Code for producing figures in StanCon 2018 Helsinki tutorial


Load packages

library(dplyr)
library(tidyr)
library("rstanarm")
options(mc.cores = parallel::detectCores())
library("ggplot2")
library("bayesplot")
theme_set(bayesplot::theme_default(base_family = "sans", base_size=16))
library(brms)
library(loo)

Simple fake data

Simulate fake data

x <- 1:20
n <- length(x)
a <- 0.2
b <- 0.3
sigma <- 1
# set the random seed to get reproducible results
# change the seed to experiment with variation due to random noise
set.seed(2141) 
y <- a + b*x + sigma*rnorm(n)
fake <- data.frame(x, y)
# another random seed for second data realisation
set.seed(12241) 
y2 <- a + b*x + sigma*rnorm(n)
fake2 <- data.frame(x, y=y2)
# data with random x
set.seed(2141) 
x <- rnorm(20, 10, 5)
y <- a + b*x + sigma*rnorm(n)
faker <- data.frame(x, y)

Fit linear model

fit_1 <- stan_glm(y ~ x, data = fake, seed=2141)
fit_2 <- stan_glm(y ~ x, data = fake2, seed=2141)
print(fit_1, digits=2)
## stan_glm
##  family:       gaussian [identity]
##  formula:      y ~ x
##  observations: 20
##  predictors:   2
## ------
##             Median MAD_SD
## (Intercept) 0.60   0.46  
## x           0.26   0.04  
## 
## Auxiliary parameter(s):
##       Median MAD_SD
## sigma 0.98   0.17  
## 
## Sample avg. posterior predictive distribution of y:
##          Median MAD_SD
## mean_PPD 3.34   0.31  
## 
## ------
## * For help interpreting the printed output see ?print.stanreg
## * For info on the priors used see ?prior_summary.stanreg

Compute exact leave-one-out cross-validation for i=18

fit_1loo <- stan_glm(y ~ x, data = fake[-18,], seed=2141)
fit_2loo <- stan_glm(y ~ x, data = fake2[-18,], seed=2141)

Extract posterior draws

sims <- as.matrix(fit_1)
sims2 <- as.matrix(fit_2)
simsloo <- as.matrix(fit_1loo)
sims2loo <- as.matrix(fit_2loo)
n_sims <- nrow(sims)

Compute conditional distribution given x=18

cond<-data.frame(y=seq(0,9,length.out=100))
cond$x <- dnorm(cond$y, a + b*18, sigma)*6+18

Compute posterior predictive distribution given x=18

condpred<-data.frame(y=seq(0,9,length.out=100))
condpred$x <- sapply(condpred$y, FUN=function(y) mean(dnorm(y, sims[,1] + sims[,2]*18, sims[,3])*6+18))

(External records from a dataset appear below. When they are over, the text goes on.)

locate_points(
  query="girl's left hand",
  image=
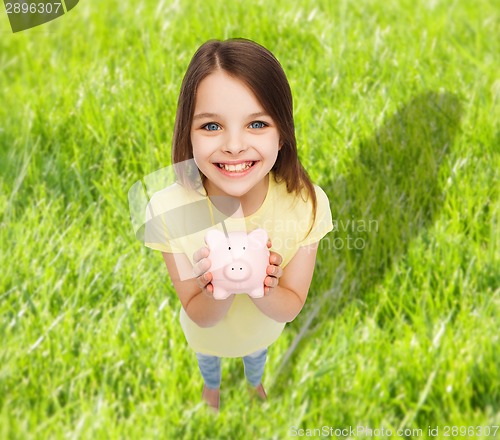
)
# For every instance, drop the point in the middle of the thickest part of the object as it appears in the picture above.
(274, 271)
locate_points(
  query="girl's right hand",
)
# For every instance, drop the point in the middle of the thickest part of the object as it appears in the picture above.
(201, 271)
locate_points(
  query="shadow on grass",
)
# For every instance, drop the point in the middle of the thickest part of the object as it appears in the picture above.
(391, 196)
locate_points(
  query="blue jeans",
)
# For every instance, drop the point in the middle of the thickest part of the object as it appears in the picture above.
(210, 368)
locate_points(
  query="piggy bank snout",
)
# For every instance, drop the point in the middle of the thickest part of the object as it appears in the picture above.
(238, 270)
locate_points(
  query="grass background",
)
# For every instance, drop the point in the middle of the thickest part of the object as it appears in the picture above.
(396, 107)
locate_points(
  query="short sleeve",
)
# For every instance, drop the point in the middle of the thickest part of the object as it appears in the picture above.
(323, 220)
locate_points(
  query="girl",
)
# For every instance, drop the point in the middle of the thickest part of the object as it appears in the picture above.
(235, 120)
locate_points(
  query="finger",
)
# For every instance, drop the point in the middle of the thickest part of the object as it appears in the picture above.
(270, 282)
(275, 271)
(275, 258)
(201, 253)
(201, 267)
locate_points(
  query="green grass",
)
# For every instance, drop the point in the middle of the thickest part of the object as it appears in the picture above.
(397, 110)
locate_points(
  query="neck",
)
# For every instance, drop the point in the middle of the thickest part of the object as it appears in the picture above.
(249, 202)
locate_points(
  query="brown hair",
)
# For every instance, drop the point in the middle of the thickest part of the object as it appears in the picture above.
(262, 73)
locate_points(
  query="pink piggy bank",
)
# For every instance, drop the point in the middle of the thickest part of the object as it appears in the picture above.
(239, 262)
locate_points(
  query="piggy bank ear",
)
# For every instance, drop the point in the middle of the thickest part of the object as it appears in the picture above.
(258, 237)
(214, 238)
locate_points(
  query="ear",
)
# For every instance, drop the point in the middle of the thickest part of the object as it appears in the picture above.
(258, 237)
(214, 237)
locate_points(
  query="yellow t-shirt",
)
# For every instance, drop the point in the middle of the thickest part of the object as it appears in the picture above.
(187, 217)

Compute posterior predictive distribution given x=18 for second data set

condpred2<-data.frame(y=seq(0,10,length.out=100))
condpred2$x <- sapply(condpred2$y, FUN=function(y) mean(dnorm(y, sims2[,1] + sims2[,2]*18, sims2[,3])*6+18))

Compute LOO posterior predictive distribution given x=18

condpredloo<-data.frame(y=seq(0,9,length.out=100))
condpredloo$x <- sapply(condpredloo$y, FUN=function(y) mean(dnorm(y, simsloo[,1] + simsloo[,2]*18, simsloo[,3])*6+18))

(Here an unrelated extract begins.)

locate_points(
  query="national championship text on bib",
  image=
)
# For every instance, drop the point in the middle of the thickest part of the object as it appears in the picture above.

Compute LOO posterior predictive distribution given x=18 for second data set

condpred2loo<-data.frame(y=seq(0,10,length.out=100))
condpred2loo$x <- sapply(condpred2loo$y, FUN=function(y) mean(dnorm(y, sims2loo[,1] + sims2loo[,2]*18, sims2loo[,3])*6+18))

Plot mean of data generating mechanism

p1 <- ggplot(fake, aes(x = x, y = y)) +
    geom_abline(intercept=a, slope=b) +
    xlim(0,21) + ylim(0,9) +
    labs(title = "True mean y = a + bx") 
p1

ggsave('figs/fake1.pdf', p1, width=6, height=4)

Plot data generating mechanism

p2 <- p1 +
    geom_path(data=cond,aes(x=x,y=y)) + geom_vline(xintercept=18, linetype=2) +
    labs(title = "True mean and sigma") 
p2

ggsave('figs/fake2.pdf', p2, width=6, height=4)

Plot one realisation from the data generating mechanism

p3 <- p2 +
  geom_point(color = "white", size = 3) +
  geom_point(color = "black", size = 2) +
  labs(title = "Data") 
p3

ggsave('figs/fake3.pdf', p3, width=6, height=4)

Plot posterior mean

p4 <- p3 +
  geom_abline(
    intercept = mean(sims[, 1]),
    slope = mean(sims[, 2]),
    size = 1,
    color = "red"
  ) +
  labs(title = "Posterior mean") 
p4

ggsave('figs/fake4.pdf', p4, width=6, height=4)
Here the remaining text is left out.